Neste conspecto, Paula Rosado Pereira (ob. cit., pp.151 e 152) afirma o seguinte:

«Tendo em conta o princípio da tributação do rendimento líquido seguido pelo IRS, nas categorias de rendimento que preveem deduções específicas, como é o caso da categoria F, é possível o apuramento de um resultado líquido negativo, quando tais deduções sejam, em determinado ano, de valor superior ao rendimento bruto.

O resultado líquido negativo da categoria F, apurado em determinado ano, só pode ser deduzido aos rendimentos líquidos positivos desta mesma categoria, apurados nos seis anos seguintes àquele a que respeita a perda. (…)

Verifica-se, portanto, no contexto do IRS, uma impossibilidade de compensação entre ganhos e perdas apurados pelo sujeito passivo num mesmo ano, mas em diferentes categorias de rendimento. Significa isto que não existe uma comunicabilidade horizontal de perdas entre as categorias de rendimento do IRS. Deste modo, as perdas apuradas numa categoria de rendimentos apenas podem ser reportadas para os anos seguintes, nos termos legalmente previstos, para serem deduzidas aos rendimentos líquidos positivos da mesma categoria.

(…)

A Lei n.º 82-E/2014, de 31 de dezembro (Lei da Reforma do IRS) introduziu uma limitação ao reporte das perdas da categoria F, concretizada na introdução de um requisito de continuidade de geração de rendimentos desta categoria pelos prédios a que os gastos dizem respeito. (…)»

 

Também a este propósito, Rui Duarte Morais (ob. cit., p.127) frisa que «a lei consagra – no que, realmente, constitui a regra geral – a compensação das perdas para a frente: o resultado líquido negativo de uma dada categoria é dedutível aos rendimentos positivos dessa mesma categoria obtidos nos anos seguintes (dentro de determinados limites temporais)».

   

Ainda quanto aos rendimentos prediais, como resulta do estatuído no artigo 72.º, n.º 1, alínea e), do Código do IRS, estes são tributados à taxa autónoma de 28%, sendo que o n.º 8 daquele artigo 72.º determina que os mesmos só podem ser englobados por opção dos respetivos titulares residentes em território português (o que está em consonância com o estatuído na alínea b) do n.º 3 do artigo 22.º do Código do IRS).

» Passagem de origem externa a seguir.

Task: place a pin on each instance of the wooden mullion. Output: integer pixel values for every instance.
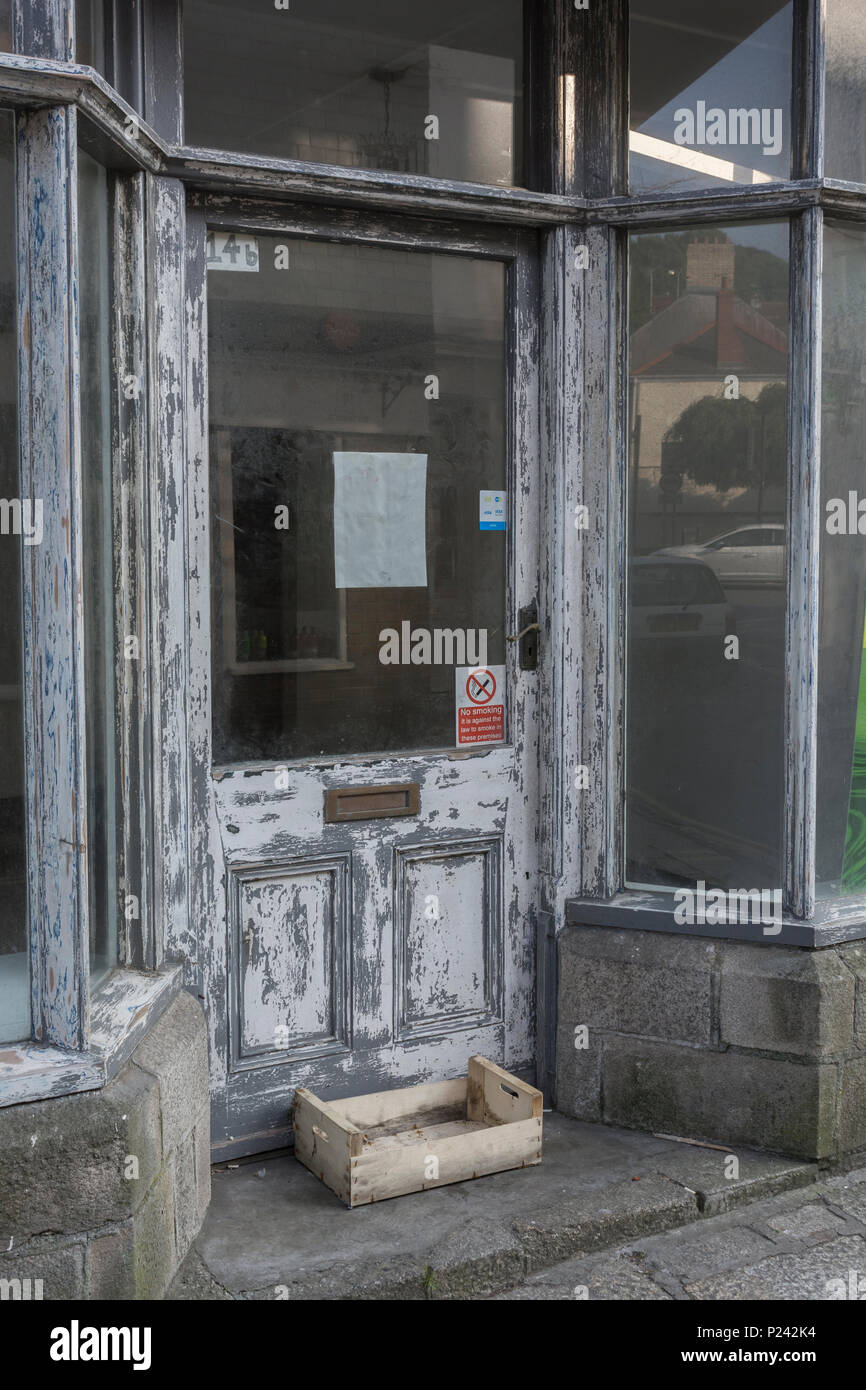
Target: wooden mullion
(53, 616)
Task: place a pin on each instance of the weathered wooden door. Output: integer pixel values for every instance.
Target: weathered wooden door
(363, 535)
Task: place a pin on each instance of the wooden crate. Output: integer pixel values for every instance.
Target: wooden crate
(382, 1146)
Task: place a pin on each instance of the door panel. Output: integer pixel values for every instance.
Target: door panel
(448, 936)
(367, 405)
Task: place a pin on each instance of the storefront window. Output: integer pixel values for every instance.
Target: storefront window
(845, 38)
(711, 96)
(385, 85)
(357, 421)
(706, 555)
(20, 526)
(99, 581)
(841, 688)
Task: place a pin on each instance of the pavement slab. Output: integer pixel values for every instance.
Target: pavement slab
(275, 1232)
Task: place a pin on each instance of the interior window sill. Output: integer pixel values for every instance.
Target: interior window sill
(124, 1007)
(834, 920)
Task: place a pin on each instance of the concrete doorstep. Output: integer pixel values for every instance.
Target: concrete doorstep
(275, 1232)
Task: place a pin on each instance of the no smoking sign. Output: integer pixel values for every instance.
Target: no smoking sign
(480, 691)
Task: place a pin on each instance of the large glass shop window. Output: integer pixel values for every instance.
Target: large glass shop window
(845, 102)
(20, 527)
(95, 260)
(841, 688)
(709, 93)
(357, 424)
(706, 556)
(369, 84)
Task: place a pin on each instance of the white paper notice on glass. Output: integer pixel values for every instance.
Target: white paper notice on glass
(380, 520)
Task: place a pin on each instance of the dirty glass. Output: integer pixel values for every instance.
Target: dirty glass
(845, 93)
(709, 93)
(378, 84)
(841, 688)
(706, 555)
(357, 424)
(99, 584)
(20, 527)
(91, 34)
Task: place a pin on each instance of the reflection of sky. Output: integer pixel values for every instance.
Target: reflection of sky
(768, 236)
(754, 74)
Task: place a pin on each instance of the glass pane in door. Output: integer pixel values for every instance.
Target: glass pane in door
(357, 473)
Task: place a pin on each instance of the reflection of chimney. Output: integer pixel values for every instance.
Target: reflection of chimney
(709, 263)
(729, 344)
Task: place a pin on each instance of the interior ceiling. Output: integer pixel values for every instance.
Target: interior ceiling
(492, 27)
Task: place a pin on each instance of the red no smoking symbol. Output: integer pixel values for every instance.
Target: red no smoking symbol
(481, 687)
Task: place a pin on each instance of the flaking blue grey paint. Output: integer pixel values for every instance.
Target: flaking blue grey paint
(53, 619)
(802, 563)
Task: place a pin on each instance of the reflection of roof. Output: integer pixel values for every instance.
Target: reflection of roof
(704, 331)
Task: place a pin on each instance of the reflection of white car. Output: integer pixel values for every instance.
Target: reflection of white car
(676, 597)
(751, 555)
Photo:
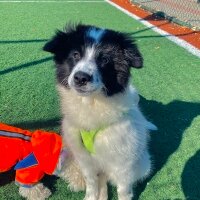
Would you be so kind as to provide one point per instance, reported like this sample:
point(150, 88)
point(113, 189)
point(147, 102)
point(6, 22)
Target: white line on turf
point(173, 38)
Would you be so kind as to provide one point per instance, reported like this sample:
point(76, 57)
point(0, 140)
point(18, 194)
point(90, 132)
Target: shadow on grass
point(172, 120)
point(21, 41)
point(191, 178)
point(26, 65)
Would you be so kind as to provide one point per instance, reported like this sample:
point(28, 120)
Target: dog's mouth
point(84, 91)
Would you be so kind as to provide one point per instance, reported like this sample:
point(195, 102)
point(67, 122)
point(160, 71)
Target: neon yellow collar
point(88, 138)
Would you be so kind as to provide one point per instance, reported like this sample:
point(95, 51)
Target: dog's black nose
point(81, 78)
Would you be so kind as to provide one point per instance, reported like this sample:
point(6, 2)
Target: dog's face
point(90, 59)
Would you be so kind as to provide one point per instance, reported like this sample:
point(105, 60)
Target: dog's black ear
point(56, 43)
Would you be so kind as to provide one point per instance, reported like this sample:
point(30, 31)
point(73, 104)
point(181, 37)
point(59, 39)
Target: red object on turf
point(32, 153)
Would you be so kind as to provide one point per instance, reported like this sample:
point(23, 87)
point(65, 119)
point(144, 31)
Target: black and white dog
point(93, 70)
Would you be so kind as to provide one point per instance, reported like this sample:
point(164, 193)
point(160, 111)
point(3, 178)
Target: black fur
point(116, 53)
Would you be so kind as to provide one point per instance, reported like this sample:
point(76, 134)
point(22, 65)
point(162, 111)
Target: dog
point(93, 71)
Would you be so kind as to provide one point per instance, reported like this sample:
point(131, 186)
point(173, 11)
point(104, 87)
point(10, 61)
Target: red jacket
point(32, 154)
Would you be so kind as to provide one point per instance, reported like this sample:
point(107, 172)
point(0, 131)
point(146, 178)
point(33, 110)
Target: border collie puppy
point(102, 124)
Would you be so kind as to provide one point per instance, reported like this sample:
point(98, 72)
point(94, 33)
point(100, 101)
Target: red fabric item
point(16, 144)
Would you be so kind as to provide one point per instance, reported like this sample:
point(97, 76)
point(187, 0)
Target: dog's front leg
point(91, 180)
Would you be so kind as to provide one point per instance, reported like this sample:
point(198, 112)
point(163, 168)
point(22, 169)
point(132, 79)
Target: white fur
point(121, 154)
point(88, 65)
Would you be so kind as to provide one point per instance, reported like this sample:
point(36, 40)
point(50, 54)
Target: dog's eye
point(76, 55)
point(105, 60)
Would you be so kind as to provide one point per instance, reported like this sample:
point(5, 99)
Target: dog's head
point(90, 59)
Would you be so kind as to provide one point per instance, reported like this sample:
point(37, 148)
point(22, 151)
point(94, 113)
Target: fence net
point(184, 12)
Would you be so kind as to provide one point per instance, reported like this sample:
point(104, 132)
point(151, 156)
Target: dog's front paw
point(37, 192)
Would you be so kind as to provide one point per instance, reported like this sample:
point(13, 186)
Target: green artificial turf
point(169, 85)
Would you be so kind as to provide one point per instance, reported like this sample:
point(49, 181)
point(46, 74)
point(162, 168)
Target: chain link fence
point(183, 12)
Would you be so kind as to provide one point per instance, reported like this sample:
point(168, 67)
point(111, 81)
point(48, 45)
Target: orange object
point(32, 154)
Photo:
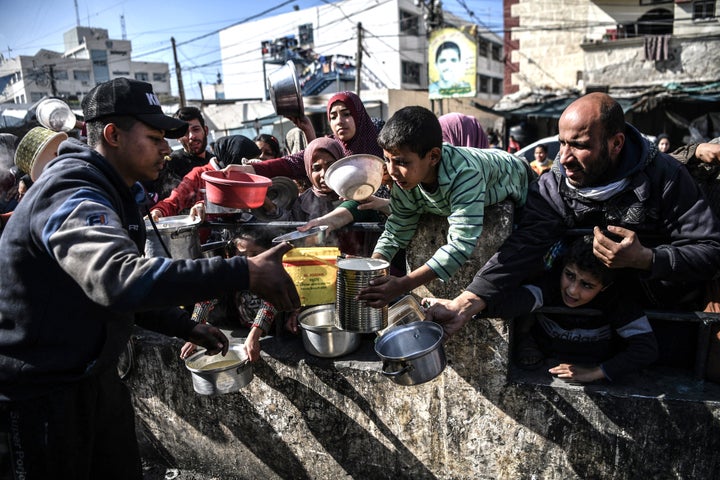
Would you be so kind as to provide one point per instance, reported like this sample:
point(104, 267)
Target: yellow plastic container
point(314, 274)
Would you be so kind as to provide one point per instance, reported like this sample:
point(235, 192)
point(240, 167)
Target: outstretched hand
point(626, 253)
point(209, 337)
point(270, 281)
point(453, 314)
point(577, 373)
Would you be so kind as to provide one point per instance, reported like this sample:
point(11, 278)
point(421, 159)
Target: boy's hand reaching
point(579, 374)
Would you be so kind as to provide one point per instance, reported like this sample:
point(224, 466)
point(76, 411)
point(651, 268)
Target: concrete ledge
point(307, 417)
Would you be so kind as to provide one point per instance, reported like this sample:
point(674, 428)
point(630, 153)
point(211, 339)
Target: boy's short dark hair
point(190, 113)
point(416, 128)
point(581, 255)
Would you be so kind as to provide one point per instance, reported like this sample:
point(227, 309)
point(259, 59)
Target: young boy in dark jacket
point(608, 337)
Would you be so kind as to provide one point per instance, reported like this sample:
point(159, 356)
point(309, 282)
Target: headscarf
point(330, 145)
point(295, 140)
point(233, 148)
point(365, 139)
point(463, 131)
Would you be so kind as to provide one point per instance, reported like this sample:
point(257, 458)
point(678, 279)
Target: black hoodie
point(74, 279)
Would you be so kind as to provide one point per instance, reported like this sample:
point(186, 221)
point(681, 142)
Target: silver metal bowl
point(321, 337)
point(215, 374)
point(355, 177)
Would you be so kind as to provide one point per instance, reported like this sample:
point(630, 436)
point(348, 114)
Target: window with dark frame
point(410, 72)
point(703, 9)
point(409, 23)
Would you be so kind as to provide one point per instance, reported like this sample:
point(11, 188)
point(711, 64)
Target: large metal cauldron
point(176, 237)
point(285, 91)
point(412, 354)
point(353, 275)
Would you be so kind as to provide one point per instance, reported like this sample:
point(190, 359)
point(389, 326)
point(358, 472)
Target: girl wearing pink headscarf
point(351, 126)
point(463, 131)
point(320, 199)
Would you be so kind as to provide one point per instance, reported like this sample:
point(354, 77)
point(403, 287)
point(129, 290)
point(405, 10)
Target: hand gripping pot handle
point(406, 369)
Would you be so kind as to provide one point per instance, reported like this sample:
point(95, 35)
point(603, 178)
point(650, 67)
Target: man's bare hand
point(627, 253)
point(453, 314)
point(209, 337)
point(270, 281)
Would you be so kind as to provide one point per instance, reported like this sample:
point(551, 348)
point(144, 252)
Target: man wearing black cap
point(74, 283)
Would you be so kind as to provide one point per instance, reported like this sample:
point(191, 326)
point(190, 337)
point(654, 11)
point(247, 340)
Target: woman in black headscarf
point(228, 150)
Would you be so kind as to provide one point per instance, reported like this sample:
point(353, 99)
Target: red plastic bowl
point(234, 189)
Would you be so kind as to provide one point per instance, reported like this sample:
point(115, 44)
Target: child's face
point(342, 122)
point(265, 150)
point(578, 287)
point(321, 162)
point(409, 170)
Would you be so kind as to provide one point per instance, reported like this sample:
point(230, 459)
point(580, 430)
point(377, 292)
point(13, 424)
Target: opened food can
point(353, 275)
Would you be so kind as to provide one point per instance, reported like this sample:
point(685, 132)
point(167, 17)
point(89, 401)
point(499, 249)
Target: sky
point(27, 26)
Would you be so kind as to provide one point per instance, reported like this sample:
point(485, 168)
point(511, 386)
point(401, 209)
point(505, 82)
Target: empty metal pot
point(412, 354)
point(321, 337)
point(176, 237)
point(285, 92)
point(353, 275)
point(216, 374)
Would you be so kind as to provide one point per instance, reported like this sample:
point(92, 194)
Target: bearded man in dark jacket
point(646, 212)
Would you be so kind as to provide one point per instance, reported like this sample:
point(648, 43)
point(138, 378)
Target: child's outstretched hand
point(567, 371)
point(188, 349)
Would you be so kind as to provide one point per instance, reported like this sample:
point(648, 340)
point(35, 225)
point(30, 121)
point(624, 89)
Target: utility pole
point(358, 62)
point(178, 74)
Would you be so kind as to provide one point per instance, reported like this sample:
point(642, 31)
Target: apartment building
point(659, 58)
point(90, 57)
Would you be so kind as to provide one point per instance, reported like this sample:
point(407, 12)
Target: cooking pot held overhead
point(285, 92)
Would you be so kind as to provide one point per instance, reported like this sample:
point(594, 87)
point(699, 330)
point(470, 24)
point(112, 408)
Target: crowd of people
point(648, 238)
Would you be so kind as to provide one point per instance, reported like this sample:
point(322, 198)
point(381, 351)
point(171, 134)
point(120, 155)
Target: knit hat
point(36, 149)
point(122, 96)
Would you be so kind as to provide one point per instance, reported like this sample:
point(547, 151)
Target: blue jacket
point(662, 204)
point(74, 278)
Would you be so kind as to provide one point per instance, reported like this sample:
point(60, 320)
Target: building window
point(409, 23)
point(411, 72)
point(483, 84)
point(703, 9)
point(497, 52)
point(306, 35)
point(81, 75)
point(482, 48)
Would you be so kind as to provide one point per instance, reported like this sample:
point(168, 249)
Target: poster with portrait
point(452, 61)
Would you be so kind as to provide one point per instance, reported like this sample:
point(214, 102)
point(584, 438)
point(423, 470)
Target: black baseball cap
point(122, 96)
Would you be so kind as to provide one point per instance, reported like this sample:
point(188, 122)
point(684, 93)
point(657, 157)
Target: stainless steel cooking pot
point(285, 92)
point(321, 337)
point(175, 237)
point(412, 354)
point(216, 374)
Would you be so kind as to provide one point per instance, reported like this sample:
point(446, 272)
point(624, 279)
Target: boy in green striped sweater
point(437, 178)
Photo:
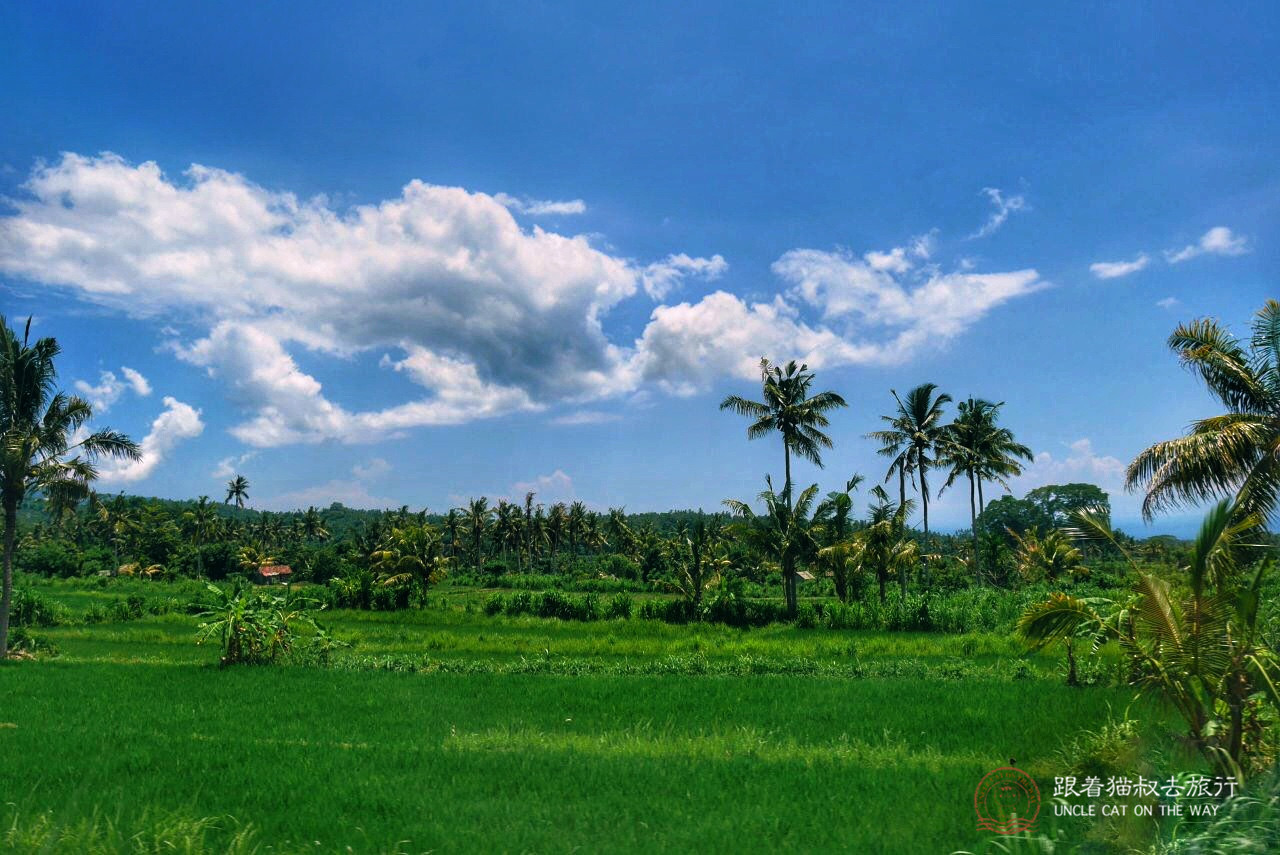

                              

§2.2. O CASO CONCRETO: SUBSUNÇÃO NORMATIVA

15. Feito o necessário enquadramento normativo e volvendo ao caso concreto, resulta do probatório que na declaração de rendimentos Modelo 3 de IRS, referente ao ano de 2017, a Requerente assinalou a opção pelo não englobamento dos rendimentos prediais auferidos nesse mesmo ano (cf. facto provado e)). Ademais, naquela mesma declaração de rendimentos, a Requerente apurou um resultado líquido negativo, em sede de categoria F, no valor de € 54.958,45 (cf. facto provado d)) que, na sequência de correções efetuadas pela AT, foi fixado em € 47.060,56 (cf. facto provado g)); acontece que, este último valor não foi considerado como “PERDAS A REPORTAR” na liquidação de IRS controvertida (cf. facto provado i)).

 

A Requerente propugna que aquelas perdas devem ser reconhecidas, como perdas a reportar no exercício de 2017, podendo ser deduzidas nos termos do disposto no artigo 55.º, n.º 1, alínea b), do Código do IRS, ou seja, mediante o reporte do mencionado resultado líquido negativo aos seis anos seguintes a 2017.  

 

A AT, por seu turno, sustenta que em virtude de a Requerente ter optado pelo não englobamento dos rendimentos prediais, está-lhe vedada a possibilidade de ver refletido o referido resultado líquido negativo da categoria F, porquanto entende que a dedução de perdas estatuída no artigo 55.º, n.º 1, alínea b), do Código do IRS apenas é possível nos casos em que houve a opção pelo englobamento dos rendimentos da categoria F.

 

16. Importa, pois, determinar se a dedução de perdas da categoria F, tal como prevista na citada norma do Código do IRS, está dependente do exercício da opção pelo englobamento dos rendimentos prediais.

 

Constitui nosso entendimento que assim não é, porquanto, como afirma Paula Rosado Pereira (ob. cit., pp. 152 e 153):

«O artigo 55.º, n.º 1, alínea b) do CIRS, que estabelece o regime da dedução de perdas da categoria F, não exige o englobamento dos rendimentos prediais como condição para o reporte de perdas. Tal conclusão parece-nos indubitável, atento o facto de o artigo 55.º, n.º 1, alínea d) do CIRS, pelo contrário, dispor expressamente que a dedução de perdas relativamente às mais-valias mobiliárias apuradas nos anos seguintes depende da opção do sujeito passivo pelo englobamento.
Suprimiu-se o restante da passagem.